In short, blockchain can be described as the digital version of a ledger (also referred to as a distributed ledger) which allows transactions to be recorded on either public or private peer-to-peer networks, resulting in a chain of blocks that are securely linked via hashing.
These components of blockchain have successfully solved some of the major problems associated with manual ledgers such as those listed below:
Trust: Due to the digital and automated process of the transaction recordings, all involved parties don’t have to worry about discrepancies between written ledgers. Also, through the consensus mechanism, invalid data cannot be added to the blockchain.
Transparency: Through the network that connects and maintains the blockchain, the ledger is viewable to all those with network access. In the example of Bitcoin, the recorded transactions are viewable to anyone with an internet connection.

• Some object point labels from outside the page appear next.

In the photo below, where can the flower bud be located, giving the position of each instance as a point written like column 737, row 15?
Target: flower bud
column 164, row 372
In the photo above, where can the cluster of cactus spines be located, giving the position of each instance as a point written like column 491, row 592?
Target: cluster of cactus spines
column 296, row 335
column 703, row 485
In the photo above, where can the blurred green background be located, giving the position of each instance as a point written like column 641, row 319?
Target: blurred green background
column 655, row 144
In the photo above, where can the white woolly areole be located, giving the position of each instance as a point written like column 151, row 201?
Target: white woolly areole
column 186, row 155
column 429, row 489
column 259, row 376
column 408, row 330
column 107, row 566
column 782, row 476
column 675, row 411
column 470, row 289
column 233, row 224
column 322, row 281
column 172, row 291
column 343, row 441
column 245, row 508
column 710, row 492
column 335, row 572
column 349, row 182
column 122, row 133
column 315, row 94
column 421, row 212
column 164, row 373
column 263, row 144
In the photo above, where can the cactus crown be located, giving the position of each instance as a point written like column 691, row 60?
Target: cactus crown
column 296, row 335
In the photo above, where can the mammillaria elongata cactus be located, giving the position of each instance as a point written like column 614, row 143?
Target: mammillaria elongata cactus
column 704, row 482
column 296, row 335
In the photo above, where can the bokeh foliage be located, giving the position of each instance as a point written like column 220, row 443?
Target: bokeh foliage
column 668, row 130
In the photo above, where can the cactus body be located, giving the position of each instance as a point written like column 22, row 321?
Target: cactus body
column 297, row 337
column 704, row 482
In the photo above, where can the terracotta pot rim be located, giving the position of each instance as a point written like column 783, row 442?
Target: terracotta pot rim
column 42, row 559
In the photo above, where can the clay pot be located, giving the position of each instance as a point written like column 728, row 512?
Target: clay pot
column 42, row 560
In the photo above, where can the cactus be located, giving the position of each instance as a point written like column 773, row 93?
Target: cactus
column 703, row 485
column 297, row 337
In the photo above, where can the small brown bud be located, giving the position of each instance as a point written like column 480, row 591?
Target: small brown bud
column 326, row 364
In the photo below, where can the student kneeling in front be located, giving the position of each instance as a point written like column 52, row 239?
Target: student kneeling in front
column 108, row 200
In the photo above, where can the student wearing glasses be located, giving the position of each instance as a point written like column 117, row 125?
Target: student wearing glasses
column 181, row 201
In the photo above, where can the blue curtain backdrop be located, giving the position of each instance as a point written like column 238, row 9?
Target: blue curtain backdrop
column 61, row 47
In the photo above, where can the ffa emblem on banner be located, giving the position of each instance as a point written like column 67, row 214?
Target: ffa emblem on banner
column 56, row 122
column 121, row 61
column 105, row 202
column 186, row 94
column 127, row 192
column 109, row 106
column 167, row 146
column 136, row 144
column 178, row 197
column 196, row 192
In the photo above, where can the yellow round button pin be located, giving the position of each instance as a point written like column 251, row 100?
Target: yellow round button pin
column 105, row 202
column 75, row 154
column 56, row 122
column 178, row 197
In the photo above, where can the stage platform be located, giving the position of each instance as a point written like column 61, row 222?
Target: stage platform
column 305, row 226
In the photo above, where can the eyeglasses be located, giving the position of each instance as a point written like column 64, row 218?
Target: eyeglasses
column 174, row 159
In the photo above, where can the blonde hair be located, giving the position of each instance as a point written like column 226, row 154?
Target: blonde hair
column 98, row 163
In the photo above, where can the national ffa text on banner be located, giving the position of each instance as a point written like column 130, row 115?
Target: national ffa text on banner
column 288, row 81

Accountability: Since the data contained in the blockchain is stored across the network, as opposed to centrally, it isn’t controlled by any one individual or company. Also, through being secured by encryption technology where each block is hash-linked, the recorded transactions are irreversible and immutable.
Regardless of blockchain’s various business applications, GPUs have become invaluable to the technology. The addition of these circuits has allowed blockchain technology to reap the following benefits:
Faster Processing: GPUs permit mass amounts of data to be interpreted, and accessed at the same time with the help of their parallel structure. For example, in Bitcoin mining, this means that the data can be mined faster thus procuring more Bitcoins. Or in the Finance industry, for example, trades can be settled in a matter of minutes where they used to take days.
Lower Costs: Blockchain technology itself streamlines business processes but can experience greater productivity when coupled with the added performance of an enterprise-grade GPU. With less time and resources required for the processing of the data in question over the blockchain, through the efficiency of GPUs, the operational costs can be significantly reduced.
Increased Flexibility: While the introduction of ASICs chips has challenged the use of GPUs where speed is concerned, GPUs remain widely used due to the simple fact that they are infinitely more flexible. In the mining of cryptocurrencies, for example, GPUs can be applied to different cryptocurrencies and aren’t vulnerable to becoming obsolete due to a simple change in hashing algorithm.
With the continuous exploration of how blockchain technology can be used across major industries and the development of different cryptocurrencies, blockchain isn’t going anywhere any time soon. By consequence, neither is the usefulness of GPUs.